Bugün Bir İstanbul Masalı yazmayı düşündüm Bütün caddelerini karış karış gezmiş gibi… Arka Sokaklarında Sıcak Saatler yaşarken, Kapalı Çarşı‘da Türk Malı el dokumalarını hisseder gibi… Ya da o Gönülçelen boğaz kokusunu içime çeker gibi Ama yapamadım…

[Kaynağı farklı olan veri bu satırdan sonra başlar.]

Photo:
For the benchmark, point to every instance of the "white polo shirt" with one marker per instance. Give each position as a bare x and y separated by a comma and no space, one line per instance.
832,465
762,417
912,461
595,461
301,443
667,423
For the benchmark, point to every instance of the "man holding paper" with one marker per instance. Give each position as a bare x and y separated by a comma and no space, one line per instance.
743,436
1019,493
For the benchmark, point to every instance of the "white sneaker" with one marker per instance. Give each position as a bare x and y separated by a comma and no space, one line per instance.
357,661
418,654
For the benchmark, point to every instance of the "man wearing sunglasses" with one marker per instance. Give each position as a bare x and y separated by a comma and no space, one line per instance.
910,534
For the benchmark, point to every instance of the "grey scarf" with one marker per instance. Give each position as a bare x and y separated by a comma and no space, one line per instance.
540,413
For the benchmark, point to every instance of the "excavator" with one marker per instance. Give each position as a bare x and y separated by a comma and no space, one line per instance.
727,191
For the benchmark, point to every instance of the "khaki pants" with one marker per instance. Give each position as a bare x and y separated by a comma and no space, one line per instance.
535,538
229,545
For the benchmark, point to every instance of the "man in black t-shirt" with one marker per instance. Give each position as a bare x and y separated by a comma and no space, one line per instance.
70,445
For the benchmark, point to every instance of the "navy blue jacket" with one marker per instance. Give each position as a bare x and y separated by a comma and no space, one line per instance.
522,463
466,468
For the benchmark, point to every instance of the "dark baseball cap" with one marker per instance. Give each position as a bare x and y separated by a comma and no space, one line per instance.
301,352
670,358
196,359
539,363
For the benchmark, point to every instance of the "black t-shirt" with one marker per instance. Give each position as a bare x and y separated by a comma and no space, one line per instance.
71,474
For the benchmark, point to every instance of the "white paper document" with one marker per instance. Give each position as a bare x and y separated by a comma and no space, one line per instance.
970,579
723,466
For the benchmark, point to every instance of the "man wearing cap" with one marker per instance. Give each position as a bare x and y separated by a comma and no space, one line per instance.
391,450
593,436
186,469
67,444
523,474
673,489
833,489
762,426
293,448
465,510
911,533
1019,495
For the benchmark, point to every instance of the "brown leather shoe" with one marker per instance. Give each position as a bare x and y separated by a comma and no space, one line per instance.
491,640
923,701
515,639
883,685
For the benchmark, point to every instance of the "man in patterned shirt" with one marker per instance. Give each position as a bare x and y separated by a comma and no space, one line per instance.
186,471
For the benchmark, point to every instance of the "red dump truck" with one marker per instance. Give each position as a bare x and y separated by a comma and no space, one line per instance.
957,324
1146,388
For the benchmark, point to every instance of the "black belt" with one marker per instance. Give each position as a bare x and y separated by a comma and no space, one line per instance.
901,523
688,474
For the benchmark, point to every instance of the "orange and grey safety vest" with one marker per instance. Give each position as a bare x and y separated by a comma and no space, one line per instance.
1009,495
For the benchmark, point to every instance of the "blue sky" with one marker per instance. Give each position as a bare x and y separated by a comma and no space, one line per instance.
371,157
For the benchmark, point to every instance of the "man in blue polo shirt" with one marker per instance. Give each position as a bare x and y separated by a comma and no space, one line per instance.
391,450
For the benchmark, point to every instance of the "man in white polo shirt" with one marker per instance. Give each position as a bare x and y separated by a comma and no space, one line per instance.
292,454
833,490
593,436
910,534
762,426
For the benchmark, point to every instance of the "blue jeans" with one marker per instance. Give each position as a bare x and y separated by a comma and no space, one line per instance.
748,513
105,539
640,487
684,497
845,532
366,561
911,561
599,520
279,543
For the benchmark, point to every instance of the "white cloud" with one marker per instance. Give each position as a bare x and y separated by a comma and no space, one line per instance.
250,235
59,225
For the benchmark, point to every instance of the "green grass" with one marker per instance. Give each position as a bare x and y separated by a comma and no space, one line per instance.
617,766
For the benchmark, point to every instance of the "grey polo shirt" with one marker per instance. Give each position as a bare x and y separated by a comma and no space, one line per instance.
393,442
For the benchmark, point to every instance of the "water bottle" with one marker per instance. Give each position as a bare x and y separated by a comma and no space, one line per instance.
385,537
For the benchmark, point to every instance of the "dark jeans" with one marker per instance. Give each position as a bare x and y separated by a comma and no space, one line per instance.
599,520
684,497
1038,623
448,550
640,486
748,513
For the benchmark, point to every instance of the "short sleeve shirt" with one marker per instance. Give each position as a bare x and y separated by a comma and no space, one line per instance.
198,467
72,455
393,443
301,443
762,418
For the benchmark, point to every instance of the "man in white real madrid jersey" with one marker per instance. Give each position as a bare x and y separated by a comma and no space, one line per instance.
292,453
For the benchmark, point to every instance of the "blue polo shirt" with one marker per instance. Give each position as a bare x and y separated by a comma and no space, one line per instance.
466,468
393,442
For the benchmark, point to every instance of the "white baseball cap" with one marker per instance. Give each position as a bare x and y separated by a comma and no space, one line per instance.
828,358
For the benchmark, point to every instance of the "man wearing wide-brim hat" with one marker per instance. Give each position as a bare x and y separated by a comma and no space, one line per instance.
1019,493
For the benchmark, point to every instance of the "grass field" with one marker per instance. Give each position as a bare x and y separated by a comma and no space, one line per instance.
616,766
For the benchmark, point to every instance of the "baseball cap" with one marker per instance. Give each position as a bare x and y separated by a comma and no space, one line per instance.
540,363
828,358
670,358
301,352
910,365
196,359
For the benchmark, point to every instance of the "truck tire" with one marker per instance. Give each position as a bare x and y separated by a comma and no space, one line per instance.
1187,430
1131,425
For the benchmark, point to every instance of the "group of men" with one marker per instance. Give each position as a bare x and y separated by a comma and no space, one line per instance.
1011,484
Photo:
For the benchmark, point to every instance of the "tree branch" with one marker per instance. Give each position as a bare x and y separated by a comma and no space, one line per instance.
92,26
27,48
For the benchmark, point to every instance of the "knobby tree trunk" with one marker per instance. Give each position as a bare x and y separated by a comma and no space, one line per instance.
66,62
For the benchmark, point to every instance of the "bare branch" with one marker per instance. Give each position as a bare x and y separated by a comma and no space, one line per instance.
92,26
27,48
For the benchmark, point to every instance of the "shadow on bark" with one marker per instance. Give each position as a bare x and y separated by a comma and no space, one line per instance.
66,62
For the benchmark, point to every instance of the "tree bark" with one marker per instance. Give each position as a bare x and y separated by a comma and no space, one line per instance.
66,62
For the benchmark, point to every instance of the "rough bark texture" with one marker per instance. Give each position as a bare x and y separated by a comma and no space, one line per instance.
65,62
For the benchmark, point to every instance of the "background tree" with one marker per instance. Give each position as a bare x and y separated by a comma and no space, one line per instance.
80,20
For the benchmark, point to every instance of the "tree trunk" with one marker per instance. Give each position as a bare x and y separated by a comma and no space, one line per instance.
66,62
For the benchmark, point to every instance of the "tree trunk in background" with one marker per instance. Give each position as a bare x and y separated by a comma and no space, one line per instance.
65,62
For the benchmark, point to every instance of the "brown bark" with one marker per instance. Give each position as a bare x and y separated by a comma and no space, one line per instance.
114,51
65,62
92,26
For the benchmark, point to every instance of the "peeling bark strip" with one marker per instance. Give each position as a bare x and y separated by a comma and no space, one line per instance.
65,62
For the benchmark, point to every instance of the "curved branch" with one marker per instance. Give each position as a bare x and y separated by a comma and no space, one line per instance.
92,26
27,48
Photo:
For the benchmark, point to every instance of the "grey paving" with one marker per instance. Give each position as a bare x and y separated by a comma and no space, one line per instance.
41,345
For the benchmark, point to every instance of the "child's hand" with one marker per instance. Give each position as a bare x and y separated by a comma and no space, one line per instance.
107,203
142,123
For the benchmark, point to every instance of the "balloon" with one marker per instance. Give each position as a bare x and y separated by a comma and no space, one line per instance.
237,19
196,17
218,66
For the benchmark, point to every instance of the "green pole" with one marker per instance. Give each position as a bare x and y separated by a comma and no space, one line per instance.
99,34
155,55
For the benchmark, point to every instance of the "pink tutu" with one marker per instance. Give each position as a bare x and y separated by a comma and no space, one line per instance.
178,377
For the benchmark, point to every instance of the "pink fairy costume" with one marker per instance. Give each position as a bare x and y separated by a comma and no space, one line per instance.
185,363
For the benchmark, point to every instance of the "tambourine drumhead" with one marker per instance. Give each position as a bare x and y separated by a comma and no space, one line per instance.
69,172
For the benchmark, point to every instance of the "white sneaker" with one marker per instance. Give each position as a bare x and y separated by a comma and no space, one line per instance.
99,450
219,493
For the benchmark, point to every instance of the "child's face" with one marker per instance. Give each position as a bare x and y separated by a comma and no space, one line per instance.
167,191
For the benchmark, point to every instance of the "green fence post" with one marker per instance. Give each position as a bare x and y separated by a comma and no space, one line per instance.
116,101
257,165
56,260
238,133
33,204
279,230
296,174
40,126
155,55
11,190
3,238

Gördüm ki Yedi Tepe İstanbul‘un yedi ayrı tepesinde Haneler kurulmuş O hanelerde Geniş Aileler yaşar olmuş; köylerindeki Kavak Yelleri‘nden uzak, İstanbul’un Yahşi Cazibesine gelmiş… Bizimkiler şimdi ne yapıyor özlemi içlerinde… Bin Bir Gece bin bir dert gören, her dertle bin bir yaprak dökümü yaşayanlar Adanalısı da varmış içlerinde, Anteplisi de Kütahyalısı da…Ekmek Teknesini yürütmeye gayesi hepsinde de
Sanmışlar ki Ezelden beri taşıdıkları o Deli Yürekler, Acı Hayatlarını son bulduracak Avrupa Yakasının gökdelenleri arasındaKurtlar Vadisine düştüklerini çok geç farketmişler Kimisi Cennet Mahallesi‘nde oturmuş Zurnanın, davulun sesi, içlerinde sesi bastıracak sanıp… Nerede bir cümbüş, bir gürültü bulmuşlar; yakın durup hıçkırarak ağlamışlar Çocuklar Duymasın diye
Ya o çocuklar Hep Arka Sıradakiler… Erkeğin elindeki ağaçtan Kılıç, Günü geldiğinde, eline güç geçtiğinde vuracağı kafanın hesabını yapmış Kız ise bir Hanım’ın Çiftliğinde bir iş bulmuşsa mutlu sayıyormuş kendisini evdeki Parmaklıklar Ardındaki yaşamından uzakmış ne de olsa… Ama hanımının dev aynalarının karşısına geçip tozunu alırken dururmuş aniden, Gül Beyaz yanaklarında göz yaşları dökülürken sorarmış sadece için için her seferinde : İyi de Fatmagül’ün Suçu Ne?